In the US, structures typically last longer. A wooden house in America could easily last 100 years, even 200. A 22-year depreciation schedule is inappropriate for such a building. Furthermore, we must draw a distinction between “purchase price” and “value.” This is another area where, until now, foreign real estate had a huge advantage. For example, in Japan, a house might go for a purchase price on the market of ¥30,000,000. However, it might only have a value of ¥15,000,000 (half the purchase price). Depreciation would be based on the value, so depreciation would be less. However, for foreign real estate, one could declare a value that was much closer to the purchase price. This value could even be 100% of what the building would go for on the market. This gave foreign real estate a major advantage for tax depreciation deduction purposes vs. Japanese real estate.
These investors are usually wealthy Japanese, but a few foreigners, as well. First, they buy real estate overseas. Then they depreciate it using official Japanese government depreciation tables, writing off the “loss” on their Japanese income taxes. This is despite the buildings being very strong, in seismically inactive areas with few natural disasters like typhoons. The result is massive tax savings. Yet the building is worth just as much as (if not more than) before, thanks to capital appreciation. A great deal for wealthy investors, who can, in some cases, avoid income tax altogether. Not such a great deal for the government’s revenue, and those dependent on the government.
Then the Japanese government announced some changes to the tax laws…
The government and the ruling party are planning to prevent tax savings through investment in overseas real estate. In November 2019, the Tax Examination/Review Committee announced changes to the Income Tax Law. Owners of Japanese real estate may continue to use generous tax deductions, but for investors in overseas real estate, the party is over!
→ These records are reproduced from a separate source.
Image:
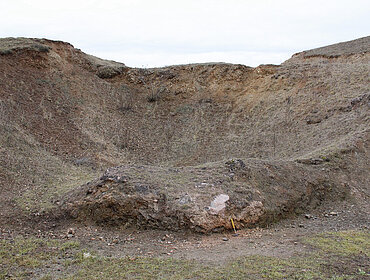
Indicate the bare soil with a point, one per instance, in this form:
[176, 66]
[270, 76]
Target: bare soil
[65, 117]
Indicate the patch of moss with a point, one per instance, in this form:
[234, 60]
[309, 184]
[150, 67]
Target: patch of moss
[343, 243]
Well, not quite yet. In 2020, they will officially change the “Tax Reform Outline” to include the closure of the loophole. It will be effective from 2021.
What was their rationale? They explained that it was because the wealthy use it as a tax avoidance strategy. The wealthy have enough money to buy overseas real estate, unlike the poor. The wealthy are knowledgeable of the law, often thanks to expensive financial advisers, whereas the poor are not. The loophole was allowing the shifting of the burden of filling government coffers from the rich onto the poor.
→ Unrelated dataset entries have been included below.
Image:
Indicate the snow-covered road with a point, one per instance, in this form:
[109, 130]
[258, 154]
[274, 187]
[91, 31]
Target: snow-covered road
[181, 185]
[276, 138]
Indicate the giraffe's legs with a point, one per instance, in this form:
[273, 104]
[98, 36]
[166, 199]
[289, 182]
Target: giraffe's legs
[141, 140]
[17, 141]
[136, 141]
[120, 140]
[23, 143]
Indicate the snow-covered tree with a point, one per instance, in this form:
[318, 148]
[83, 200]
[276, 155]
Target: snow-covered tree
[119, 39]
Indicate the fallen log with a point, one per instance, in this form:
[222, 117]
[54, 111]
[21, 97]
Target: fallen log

Impact on Corporations of Closing the Tax Loophole
The Open House (オープンハウス) corporation (Stock Ticker: 3288), specialises in real estate in the US for wealthy Japanese investors. On the day of the government’s announcement, their stock plunged 15.3%, to 2,889. This was 521 lower than the previous day.
If you are currently enjoying depreciation from an overseas property, enjoy it while it lasts. You have two more tax years at this point, 2019 and 2020. This could decrease Japanese investment into US and other overseas real estate. It could also increase investment into Japanese real estate and prices, because Japanese real estate depreciation deductions are unaffected. However, at this point, this is just speculation. No one has a working crystal ball.
Now more than ever, it is important to consider a building’s return on investment (ROI), not just tax benefits. Be tax-aware, but not tax-driven. There is no point in crying over spilled milk. Just remember that now, for Japanese tax depreciation deduction purposes, investors can still use Japanese real estate depreciation schedules.